Models Cara Delevingne, left, and Joan Smalls on the runway during Stella McCartney’s ready-to-wear collection / AP


Sunday's Chloe show-notes referenced a “sweatshirt attitude” Which sounds like sound bite-y garbage, but somehow chimes true as we slide into the home stretch of the Parisian collections, and the close of the autumn/winter 2014 season as a whole. At this point, you don't want clothes that try hard, that push and pull and pinch. You want something comfortable, something cosy. You can even turn a blind eye to something a bit lazy, if it's well done.

Stella McCartney doesn't do fashion well. You get the feeling she isn't sure of her step. But she does understand ease: a slouchy sweater, a t-shirt dress, a flat shoe. Ease can easily become sloppy, or frumpy, but this season she kept the tension of her threads just right.

Tension. That's a good word to describe Hedi Slimane's Saint Laurent shows, where the audience awaits, seemingly endlessly, for him to deliver on the promise of his much-feted appointment. While the house's male wares, inspired by the London dive-bars, bands and boys Slimane so idolises, has riffed successfully on menswear's key notes, his womenswear consistently hits a bum note. How sad to compare and contrast with Raf Simons, whose path at Dior - while hardly easy or rose strewn - seems far less convoluted. Tortured, even. His path also seems to lead us somewhere new.


For this collection Slimane issued his audience with a pamphlet of work by John Baldessari, an artist whose pieces deal with found and appropriated images. That chimes with contemporary fashion's filching and cross-referencing. But it also means we don't see anything new.

Slimane offered a trio of "couture" dresses in a limited and numbered edition of ten. They were allegedly unique. However the majority of the show was composed of archetypal sixties-infused shifts, A-line coats, Mary Jane shoes and kinky boots.

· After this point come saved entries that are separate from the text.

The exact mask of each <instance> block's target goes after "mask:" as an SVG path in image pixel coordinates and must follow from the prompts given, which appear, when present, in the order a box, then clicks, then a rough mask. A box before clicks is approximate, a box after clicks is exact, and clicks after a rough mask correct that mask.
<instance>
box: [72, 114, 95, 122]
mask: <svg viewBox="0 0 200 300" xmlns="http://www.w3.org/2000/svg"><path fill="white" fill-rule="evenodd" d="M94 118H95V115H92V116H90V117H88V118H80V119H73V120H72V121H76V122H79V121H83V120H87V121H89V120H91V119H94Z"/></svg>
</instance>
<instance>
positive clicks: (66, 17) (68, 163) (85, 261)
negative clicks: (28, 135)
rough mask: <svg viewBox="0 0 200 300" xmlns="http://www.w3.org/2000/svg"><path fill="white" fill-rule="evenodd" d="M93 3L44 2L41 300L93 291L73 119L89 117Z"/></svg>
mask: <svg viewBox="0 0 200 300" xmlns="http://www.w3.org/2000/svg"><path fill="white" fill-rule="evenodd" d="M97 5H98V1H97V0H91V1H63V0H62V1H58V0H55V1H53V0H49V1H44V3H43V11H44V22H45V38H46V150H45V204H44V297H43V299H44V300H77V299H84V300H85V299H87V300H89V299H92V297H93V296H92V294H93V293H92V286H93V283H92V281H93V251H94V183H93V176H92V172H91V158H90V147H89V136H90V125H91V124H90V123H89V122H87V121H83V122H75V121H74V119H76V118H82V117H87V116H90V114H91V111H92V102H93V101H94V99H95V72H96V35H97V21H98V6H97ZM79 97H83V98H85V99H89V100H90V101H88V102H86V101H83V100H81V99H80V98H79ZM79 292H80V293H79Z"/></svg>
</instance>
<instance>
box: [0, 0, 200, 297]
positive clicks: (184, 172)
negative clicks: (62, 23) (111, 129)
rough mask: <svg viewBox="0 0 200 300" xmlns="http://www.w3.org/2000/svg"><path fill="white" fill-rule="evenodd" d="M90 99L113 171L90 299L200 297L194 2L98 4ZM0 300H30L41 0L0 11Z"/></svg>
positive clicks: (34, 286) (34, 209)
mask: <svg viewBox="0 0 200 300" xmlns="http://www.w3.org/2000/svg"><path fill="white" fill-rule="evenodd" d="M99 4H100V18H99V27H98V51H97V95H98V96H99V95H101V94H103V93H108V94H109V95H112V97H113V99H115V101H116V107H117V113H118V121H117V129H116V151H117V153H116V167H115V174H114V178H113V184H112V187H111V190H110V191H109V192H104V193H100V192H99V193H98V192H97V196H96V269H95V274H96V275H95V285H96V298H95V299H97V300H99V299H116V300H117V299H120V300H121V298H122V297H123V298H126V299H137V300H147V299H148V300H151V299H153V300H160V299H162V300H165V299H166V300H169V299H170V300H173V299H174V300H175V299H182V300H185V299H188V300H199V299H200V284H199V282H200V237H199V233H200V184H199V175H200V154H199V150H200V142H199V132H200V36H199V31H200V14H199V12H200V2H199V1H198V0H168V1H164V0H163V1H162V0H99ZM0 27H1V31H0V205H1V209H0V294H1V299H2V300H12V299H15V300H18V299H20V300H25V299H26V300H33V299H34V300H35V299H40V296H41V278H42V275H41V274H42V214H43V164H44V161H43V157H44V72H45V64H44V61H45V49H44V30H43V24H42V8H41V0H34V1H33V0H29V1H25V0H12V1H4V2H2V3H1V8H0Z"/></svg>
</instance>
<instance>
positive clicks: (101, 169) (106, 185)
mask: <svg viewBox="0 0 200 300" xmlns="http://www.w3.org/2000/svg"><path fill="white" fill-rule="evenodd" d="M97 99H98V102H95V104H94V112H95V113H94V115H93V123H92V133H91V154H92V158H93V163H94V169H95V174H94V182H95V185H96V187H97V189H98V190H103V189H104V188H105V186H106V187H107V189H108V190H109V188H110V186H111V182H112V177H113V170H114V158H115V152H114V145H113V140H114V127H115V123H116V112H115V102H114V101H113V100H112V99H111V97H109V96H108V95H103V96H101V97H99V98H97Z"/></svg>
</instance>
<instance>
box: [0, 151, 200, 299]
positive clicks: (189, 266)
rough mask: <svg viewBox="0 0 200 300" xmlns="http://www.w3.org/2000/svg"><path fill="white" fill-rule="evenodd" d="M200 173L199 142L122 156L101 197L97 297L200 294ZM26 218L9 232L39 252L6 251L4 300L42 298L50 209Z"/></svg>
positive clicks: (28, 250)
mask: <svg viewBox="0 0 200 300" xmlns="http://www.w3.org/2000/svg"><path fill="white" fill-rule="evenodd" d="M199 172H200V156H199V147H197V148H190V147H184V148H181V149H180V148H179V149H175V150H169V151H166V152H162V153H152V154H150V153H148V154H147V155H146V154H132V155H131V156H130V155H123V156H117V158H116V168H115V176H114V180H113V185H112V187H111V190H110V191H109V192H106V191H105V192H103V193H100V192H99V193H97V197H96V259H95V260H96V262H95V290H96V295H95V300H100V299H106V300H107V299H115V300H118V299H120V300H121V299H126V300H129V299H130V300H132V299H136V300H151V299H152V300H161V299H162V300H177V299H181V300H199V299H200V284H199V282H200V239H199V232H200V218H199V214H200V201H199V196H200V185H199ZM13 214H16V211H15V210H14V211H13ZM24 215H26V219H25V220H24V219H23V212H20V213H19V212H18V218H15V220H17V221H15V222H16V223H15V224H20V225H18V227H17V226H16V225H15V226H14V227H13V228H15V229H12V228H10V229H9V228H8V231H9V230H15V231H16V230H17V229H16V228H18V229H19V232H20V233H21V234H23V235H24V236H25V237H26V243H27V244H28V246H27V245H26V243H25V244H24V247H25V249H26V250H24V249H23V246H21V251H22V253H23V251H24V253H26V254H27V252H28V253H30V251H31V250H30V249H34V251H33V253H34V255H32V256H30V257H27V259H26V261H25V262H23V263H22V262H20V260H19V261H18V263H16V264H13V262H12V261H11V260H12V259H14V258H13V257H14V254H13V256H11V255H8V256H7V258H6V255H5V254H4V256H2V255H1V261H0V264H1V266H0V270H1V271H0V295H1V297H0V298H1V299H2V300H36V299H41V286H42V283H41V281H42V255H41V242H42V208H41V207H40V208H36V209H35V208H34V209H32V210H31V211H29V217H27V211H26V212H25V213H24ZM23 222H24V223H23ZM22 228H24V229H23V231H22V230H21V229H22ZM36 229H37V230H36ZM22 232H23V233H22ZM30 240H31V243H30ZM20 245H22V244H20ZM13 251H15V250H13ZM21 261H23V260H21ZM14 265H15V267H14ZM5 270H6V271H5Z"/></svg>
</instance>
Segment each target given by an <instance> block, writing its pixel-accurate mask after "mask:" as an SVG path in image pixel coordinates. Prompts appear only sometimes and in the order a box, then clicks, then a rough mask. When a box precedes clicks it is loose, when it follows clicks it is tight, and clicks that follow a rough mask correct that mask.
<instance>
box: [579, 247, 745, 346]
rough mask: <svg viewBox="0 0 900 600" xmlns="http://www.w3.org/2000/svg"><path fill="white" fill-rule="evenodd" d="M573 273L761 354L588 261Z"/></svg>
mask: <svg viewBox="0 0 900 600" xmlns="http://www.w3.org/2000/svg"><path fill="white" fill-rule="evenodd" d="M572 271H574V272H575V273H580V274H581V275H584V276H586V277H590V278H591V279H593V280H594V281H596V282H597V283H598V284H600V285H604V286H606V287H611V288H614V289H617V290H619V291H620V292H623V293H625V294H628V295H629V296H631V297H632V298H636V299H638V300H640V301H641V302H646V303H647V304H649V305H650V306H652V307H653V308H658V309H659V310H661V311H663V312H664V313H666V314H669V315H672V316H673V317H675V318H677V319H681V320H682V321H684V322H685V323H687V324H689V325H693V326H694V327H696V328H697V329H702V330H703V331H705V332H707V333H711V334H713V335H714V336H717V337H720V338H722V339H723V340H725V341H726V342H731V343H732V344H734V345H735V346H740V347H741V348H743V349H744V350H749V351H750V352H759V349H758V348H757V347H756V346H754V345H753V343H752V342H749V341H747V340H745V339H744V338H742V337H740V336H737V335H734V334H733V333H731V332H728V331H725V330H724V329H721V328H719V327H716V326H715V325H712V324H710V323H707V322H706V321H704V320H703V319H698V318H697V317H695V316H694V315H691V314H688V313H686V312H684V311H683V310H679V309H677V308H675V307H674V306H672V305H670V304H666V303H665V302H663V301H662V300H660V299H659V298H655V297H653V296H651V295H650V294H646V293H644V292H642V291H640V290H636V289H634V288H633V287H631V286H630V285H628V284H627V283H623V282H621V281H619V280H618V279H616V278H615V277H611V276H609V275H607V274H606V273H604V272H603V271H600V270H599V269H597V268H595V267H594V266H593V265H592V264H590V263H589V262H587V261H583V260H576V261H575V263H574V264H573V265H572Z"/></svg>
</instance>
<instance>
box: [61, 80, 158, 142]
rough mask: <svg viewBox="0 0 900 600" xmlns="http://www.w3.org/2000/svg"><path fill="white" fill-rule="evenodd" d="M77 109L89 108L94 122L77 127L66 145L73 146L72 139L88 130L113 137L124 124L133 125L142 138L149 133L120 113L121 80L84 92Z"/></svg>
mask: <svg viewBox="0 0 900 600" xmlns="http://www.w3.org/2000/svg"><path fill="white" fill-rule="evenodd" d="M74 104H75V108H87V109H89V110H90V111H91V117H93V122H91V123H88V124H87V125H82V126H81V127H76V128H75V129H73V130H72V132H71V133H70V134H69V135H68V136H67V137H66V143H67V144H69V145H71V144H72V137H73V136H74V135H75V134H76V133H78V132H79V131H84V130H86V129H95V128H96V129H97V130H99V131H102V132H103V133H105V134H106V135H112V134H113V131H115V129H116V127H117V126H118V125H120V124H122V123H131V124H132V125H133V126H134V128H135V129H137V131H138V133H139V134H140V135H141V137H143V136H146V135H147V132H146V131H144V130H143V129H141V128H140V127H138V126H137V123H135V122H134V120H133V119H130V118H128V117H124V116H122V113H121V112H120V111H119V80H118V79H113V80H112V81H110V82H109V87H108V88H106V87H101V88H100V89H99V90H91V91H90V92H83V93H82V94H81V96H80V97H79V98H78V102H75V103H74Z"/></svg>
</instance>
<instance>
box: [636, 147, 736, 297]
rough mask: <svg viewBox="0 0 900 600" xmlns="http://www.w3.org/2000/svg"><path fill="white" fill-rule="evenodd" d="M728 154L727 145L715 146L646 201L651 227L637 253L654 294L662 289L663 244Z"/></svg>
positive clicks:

They register well in two dimensions. Viewing them online, you get the Mod message immediately. As a merchandising exercise, they will prettily clutter up Saint Laurent's aggressively rebranded stores across the world. They were, out of context, inoffensive. However, in their context as a closing statement on the sixth day of the Paris collections - where the greatest designers in the world parade their wares - one word springs to mind. Lazy.